7. Aus welchen Gründen der Studienerfolg des Vaters ab dem Sommersemester 2012 deutlich nachließ sowie ob und wenn ja, ab wann, er die durchschnittliche Studiendauer überschritt, ob er sich also – wie von der Minderjährigen begehrt – bereits beginnend mit Dezember 2013 auf ein erzielbares Erwerbseinkommen anspannen lassen muss, oder ob berücksichtigungswürdige Umstände (etwa die vom Vater ins Treffen geführten, bisher noch nicht näher spezifizierten „psychischen Probleme“) vorlagen, aufgrund derer ihm eine allfällige Überschreitung der durchschnittlichen Studiendauer nicht vorwerfbar war, kann derzeit noch nicht beurteilt werden. Spätestens ab dem Zeitpunkt zu dem er in diesem Studium endgültig scheiterte, also im Herbst 2014, hätte ein pflichtbewusster Vater sich aber jedenfalls unverzüglich um die Aufnahme einer Erwerbstätigkeit bemüht, statt nach einer knapp einjährigen Pause ein neues Universitätsstudium zu beginnen. Entgegen der Ansicht der Vorinstanzen ist ein Unterhaltspflichtiger insofern nämlich strenger zu behandeln als ein Unterhaltsberechtigter, der seinen Unterhaltsanspruch auch bei einem (einmaligen) Studienwechsel grundsätzlich nicht verliert (RIS-Justiz RS0107722 [T3]; vgl aber RS0047679 zur Anrechnung zur Dauer des ersten Studiums auf die Zeit des Unterhaltsanspruchs). Ob der Vater dieses zweite Studium nun (bisher) zielstrebig und erfolgreich betreibt, ist deshalb ohne Relevanz.

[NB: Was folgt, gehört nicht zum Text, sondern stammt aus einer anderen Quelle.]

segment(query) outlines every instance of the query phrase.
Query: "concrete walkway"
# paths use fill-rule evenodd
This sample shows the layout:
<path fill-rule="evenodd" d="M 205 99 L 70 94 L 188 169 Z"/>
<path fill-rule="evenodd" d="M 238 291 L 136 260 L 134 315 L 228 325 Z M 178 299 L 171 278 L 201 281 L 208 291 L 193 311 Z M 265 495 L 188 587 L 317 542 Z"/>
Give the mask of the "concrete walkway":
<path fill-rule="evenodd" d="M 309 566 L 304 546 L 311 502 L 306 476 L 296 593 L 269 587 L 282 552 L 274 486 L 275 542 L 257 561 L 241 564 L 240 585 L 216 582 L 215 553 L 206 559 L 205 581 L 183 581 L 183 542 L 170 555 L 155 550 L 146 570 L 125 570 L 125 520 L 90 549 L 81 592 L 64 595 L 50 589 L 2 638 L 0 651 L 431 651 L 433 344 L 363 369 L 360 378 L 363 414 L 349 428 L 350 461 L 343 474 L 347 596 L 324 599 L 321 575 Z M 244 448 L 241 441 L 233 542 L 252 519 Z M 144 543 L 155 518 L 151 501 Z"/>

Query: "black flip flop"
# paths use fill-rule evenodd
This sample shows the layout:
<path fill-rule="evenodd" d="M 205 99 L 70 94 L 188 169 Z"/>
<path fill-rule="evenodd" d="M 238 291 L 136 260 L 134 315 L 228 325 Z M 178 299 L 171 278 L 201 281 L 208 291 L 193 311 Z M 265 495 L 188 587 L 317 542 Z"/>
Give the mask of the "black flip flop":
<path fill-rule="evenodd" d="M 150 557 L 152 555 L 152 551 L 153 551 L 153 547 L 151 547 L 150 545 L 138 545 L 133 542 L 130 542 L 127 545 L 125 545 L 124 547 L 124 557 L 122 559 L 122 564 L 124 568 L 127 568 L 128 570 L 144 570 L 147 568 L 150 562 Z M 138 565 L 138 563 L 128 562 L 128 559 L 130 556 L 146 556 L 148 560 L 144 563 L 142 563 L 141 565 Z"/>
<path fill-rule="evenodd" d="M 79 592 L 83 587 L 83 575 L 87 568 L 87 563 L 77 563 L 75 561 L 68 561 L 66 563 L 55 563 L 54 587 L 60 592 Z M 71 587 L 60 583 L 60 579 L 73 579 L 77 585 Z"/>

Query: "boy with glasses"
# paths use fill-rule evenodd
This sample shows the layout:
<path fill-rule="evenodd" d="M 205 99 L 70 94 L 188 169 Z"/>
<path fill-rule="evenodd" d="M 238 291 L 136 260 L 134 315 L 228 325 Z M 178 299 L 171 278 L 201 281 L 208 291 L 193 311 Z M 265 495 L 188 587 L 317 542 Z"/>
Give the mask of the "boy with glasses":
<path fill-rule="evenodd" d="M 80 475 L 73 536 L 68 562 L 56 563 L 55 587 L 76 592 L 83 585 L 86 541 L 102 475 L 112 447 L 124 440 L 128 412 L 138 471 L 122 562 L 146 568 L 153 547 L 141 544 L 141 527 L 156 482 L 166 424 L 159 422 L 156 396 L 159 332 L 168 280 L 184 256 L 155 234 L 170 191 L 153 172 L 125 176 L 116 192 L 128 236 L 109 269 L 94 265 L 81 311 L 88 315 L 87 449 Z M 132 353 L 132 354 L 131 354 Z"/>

8. Das Erstgericht wird also im fortgesetzten Verfahren zu klären haben, wie lang die durchschnittliche Studiendauer des Statistik-Studiums an der vom Vater zunächst besuchten Universität ist, aus welchen Gründen er im Wintersemester 2012/2013 keinen einzigen ECTS-Punkt erreichte, ob das Nachlassen seines Studienerfolgs (im ersten Studium) auf seine psychischen Probleme zurückzuführen war, und welches Erwerbseinkommen er – unter Berücksichtigung seiner allfälligen psychischen Erkrankung – ab Herbst 2014 (oder auch schon ab einem früheren Zeitpunkt, sofern er das erste Studium vorwerfbar nicht mehr ernsthaft und zielstrebig betrieb) tatsächlich erzielen hätte können.